За вином издатель и ясновидец из Салона быстро сблизились. Выяснилось, что печатник был знаком с Рабле. В годы, когда Пьер Ру был сначала странствующим подмастерьем, а потом мастером, неистовый розенкрейцер останавливался в Париже.

– Несколько раз Франсуа рассказывал про вас, что уже было бы достаточной рекомендацией! Однако для меня более ценно другое, на что вы уже намекнули. Вступать в бой с человеческим безумием – такое мне всегда по душе! – Печатник придвинулся поближе и продолжал: – То, что вы попытались обвести меня вокруг пальца, говорит лишь о вашей смышлености, доктор Нострадамус! В этом вы как две капли воды похожи на Рабле. Тот критикует поповство и разоблачает тупоголовое общество, взрывая в своих сатирах алчность и туго набитое брюхо тех и других, расшатывая основы алтаря и короны. Если и в самом деле настанет такой день, когда все полетит к черту, то одного «спасибо» для Рабле будет мало! Похоже, вы тоже хотите начать с этого, Мишель. Хорошо представляю себе, как вы в конце концов, достигнув успеха, добьетесь и более глубоких результатов! Ваши собственные высказывания и предостережения мы увяжем с простецкими и заурядными истинами. Что плохого в том, если рядом с серьезными пророчествами будут напечатаны медицинские советы или кулинарные рецепты? Абсолютно ничего. Наоборот! В конце концов, чем больше людей прочтет ваши календари, тем больший успех ожидает вас!

– По крайней мере, я закладываю камень истинного здания, – сказал ясновидец. – Но прежде мое имя должно сделаться известным по всей Франции. И об этом позаботитесь вы, Пьер Ру! Это будет задача, которую вы должны выполнить не только как издатель, но как розенкрейцер…

– Фактически мы идем по лезвию ножа, а это дело я знаю, – самым серьезным тоном заверил его Пьер.
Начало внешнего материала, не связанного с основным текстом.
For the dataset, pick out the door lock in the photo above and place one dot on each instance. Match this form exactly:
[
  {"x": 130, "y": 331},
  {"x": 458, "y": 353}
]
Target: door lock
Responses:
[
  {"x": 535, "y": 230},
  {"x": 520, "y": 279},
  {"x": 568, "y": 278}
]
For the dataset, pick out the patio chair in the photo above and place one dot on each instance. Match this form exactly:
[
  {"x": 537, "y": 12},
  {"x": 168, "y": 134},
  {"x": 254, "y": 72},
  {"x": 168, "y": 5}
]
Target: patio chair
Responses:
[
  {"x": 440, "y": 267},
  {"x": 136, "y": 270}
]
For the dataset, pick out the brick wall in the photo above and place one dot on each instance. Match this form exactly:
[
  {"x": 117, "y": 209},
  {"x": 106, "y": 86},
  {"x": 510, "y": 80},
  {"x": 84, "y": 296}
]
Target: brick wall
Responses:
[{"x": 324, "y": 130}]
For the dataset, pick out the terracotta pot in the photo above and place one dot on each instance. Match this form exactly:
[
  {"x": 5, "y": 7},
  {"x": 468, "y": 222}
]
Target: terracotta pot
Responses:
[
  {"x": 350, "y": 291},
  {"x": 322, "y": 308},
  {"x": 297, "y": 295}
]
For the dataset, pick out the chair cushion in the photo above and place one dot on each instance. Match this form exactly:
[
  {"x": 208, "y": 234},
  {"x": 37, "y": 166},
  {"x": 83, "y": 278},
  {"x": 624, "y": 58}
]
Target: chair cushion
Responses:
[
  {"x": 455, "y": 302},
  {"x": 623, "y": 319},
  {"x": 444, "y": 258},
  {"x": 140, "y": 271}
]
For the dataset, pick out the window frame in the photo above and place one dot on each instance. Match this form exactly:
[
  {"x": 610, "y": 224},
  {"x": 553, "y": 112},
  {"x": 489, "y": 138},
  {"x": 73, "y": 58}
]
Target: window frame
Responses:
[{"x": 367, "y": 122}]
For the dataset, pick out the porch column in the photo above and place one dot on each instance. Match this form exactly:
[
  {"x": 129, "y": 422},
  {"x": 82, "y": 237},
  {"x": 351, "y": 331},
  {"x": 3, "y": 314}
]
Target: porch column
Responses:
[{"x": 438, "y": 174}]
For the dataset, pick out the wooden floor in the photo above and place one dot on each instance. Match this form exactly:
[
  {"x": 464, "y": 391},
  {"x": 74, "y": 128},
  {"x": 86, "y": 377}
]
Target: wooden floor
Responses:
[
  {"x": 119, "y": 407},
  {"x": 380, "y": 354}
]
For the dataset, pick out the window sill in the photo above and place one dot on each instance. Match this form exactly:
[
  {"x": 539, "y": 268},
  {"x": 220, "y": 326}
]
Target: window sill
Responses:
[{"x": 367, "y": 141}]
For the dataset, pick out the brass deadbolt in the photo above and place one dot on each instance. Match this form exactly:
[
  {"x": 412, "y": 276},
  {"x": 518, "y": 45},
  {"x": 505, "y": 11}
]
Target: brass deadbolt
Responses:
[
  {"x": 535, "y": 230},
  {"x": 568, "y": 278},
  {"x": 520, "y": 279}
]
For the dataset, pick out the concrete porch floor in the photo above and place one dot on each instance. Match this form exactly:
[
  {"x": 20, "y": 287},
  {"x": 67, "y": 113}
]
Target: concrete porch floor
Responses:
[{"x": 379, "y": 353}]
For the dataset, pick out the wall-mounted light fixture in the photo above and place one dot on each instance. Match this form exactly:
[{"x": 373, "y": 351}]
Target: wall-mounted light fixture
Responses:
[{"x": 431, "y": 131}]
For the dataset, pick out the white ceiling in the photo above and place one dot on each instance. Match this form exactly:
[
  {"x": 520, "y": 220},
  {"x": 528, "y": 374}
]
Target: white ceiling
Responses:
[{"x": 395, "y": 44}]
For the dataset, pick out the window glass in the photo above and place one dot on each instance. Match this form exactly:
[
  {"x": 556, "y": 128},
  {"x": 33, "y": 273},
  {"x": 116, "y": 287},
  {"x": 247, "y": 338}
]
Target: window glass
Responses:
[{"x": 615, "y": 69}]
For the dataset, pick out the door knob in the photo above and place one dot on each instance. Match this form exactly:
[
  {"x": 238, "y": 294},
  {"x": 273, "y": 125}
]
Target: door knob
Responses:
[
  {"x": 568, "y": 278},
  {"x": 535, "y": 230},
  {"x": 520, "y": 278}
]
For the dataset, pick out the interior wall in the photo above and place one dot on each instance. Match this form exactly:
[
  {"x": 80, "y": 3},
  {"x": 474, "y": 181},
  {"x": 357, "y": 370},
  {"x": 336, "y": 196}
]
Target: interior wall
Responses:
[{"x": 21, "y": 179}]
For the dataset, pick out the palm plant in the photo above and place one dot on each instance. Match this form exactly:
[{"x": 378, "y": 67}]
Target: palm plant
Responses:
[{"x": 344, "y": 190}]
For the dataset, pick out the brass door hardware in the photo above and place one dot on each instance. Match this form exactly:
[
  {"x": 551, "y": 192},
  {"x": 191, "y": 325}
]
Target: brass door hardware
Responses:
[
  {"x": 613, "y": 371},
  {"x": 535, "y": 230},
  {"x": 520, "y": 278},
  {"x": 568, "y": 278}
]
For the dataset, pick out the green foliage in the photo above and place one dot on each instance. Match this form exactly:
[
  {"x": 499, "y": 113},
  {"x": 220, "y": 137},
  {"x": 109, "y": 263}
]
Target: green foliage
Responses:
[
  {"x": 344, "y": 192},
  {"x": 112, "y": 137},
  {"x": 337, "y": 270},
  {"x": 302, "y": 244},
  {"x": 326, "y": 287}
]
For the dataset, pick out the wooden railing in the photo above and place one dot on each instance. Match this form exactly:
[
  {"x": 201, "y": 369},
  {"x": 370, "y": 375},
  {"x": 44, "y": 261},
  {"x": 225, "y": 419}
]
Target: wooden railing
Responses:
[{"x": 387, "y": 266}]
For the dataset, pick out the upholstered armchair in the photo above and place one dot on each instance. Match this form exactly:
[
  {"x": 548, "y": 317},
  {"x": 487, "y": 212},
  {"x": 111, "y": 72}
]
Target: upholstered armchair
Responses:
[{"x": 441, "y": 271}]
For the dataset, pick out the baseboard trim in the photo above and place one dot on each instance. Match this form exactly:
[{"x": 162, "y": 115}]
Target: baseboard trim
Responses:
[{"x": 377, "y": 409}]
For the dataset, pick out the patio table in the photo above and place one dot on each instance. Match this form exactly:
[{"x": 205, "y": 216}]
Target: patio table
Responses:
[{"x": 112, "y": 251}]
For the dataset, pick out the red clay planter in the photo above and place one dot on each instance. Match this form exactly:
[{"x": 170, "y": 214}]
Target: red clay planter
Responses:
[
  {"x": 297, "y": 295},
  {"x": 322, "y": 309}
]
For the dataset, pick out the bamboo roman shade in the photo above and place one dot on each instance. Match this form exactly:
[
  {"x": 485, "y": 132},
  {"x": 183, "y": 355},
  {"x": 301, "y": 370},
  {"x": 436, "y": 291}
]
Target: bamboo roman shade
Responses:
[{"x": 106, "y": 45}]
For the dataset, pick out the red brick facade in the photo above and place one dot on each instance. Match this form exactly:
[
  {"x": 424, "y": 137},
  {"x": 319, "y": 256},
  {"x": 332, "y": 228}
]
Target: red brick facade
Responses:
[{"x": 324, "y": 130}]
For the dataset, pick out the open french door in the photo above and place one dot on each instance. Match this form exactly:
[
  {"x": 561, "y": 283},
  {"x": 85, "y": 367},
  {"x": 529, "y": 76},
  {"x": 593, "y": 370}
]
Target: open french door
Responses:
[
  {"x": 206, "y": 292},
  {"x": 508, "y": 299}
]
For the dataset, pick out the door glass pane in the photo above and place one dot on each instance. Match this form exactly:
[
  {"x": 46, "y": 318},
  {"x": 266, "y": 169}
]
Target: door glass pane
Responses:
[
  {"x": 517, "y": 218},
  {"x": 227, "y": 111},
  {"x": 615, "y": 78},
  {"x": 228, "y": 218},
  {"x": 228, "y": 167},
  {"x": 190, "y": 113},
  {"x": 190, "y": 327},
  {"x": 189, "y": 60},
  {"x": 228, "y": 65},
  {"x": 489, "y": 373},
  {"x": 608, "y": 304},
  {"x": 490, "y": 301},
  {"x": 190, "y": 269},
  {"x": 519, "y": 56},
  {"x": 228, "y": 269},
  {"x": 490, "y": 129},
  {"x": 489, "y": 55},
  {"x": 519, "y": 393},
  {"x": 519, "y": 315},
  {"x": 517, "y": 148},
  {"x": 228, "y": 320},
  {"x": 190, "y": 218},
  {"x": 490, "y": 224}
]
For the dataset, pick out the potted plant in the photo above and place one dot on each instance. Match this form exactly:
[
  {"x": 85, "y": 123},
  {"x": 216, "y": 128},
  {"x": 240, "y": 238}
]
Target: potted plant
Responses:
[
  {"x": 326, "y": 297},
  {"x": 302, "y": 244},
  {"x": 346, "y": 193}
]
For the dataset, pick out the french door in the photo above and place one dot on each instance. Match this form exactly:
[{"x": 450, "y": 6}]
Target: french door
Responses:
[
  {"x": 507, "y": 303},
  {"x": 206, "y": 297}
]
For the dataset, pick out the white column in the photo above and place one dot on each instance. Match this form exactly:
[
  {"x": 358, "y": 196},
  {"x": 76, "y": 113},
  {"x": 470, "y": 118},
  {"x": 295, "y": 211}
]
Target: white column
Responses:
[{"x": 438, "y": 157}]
В следующие дни был составлен первый номер альманаха: разнородная смесь из народных примет, медицинских советов, практических рецептов и нескольких общих предсказаний на 1551 год. Мишель предупреждал о новом взрыве чумной заразы и ее опасности, и в то же время страницы с алхимическими трактатами были пересыпаны весьма благоразумными сообщениями о мерах дисциплинарного взыскания.

– Имеющий глаза непременно извлечет пользу из этого альманаха, – сказал Пьер Ру, отделяя от клише первые корректурные оттиски.

Нострадамус согласно кивнул. Они договорились, куда и как должны быть доставлены первые партии отпечатанного тиража. В начале следующего месяца катар и ясновидец вернулись в родной город.

На юге Прованса снова ожидали больные. Но душевные силы, созревшие в Мишеле, нужны были для следующих полетов во времени.

Весной 1551 года он принял у жены роды. Нострадамус бережно взял на руки крошечное тельце девочки. Когда он увидел свои влажные от крови руки, то вздрогнул, соединив эту реальность с другой, доступной лишь ему. Он почувствовал, что вдруг перенесся в Ажан. Его чуть было не охватил панический ужас, но это продолжалось какую-то долю секунды; потом он увидел глаза Анны и новую жизнь, доверенную ему в возмещение всего, что потерял Мишель раньше. В нем расцвела надежда и верность Адонаи. Без всяких колебании он понял раз и навсегда: это хорошо. Он заботливо обмыл и запеленал новорожденную.

На следующий день, когда Анна спросила, как они назовут девочку, он уже без всякой боли вспомнил об Ажане и Скалигере. Сообщение катара, так глубоко изменившее его жизнь, стало вдруг для него бесконечно близким. Слова катара позволили по-новому взглянуть на затерявшуюся во мгле истории жизнь Учителя человечества еврея Иешуа.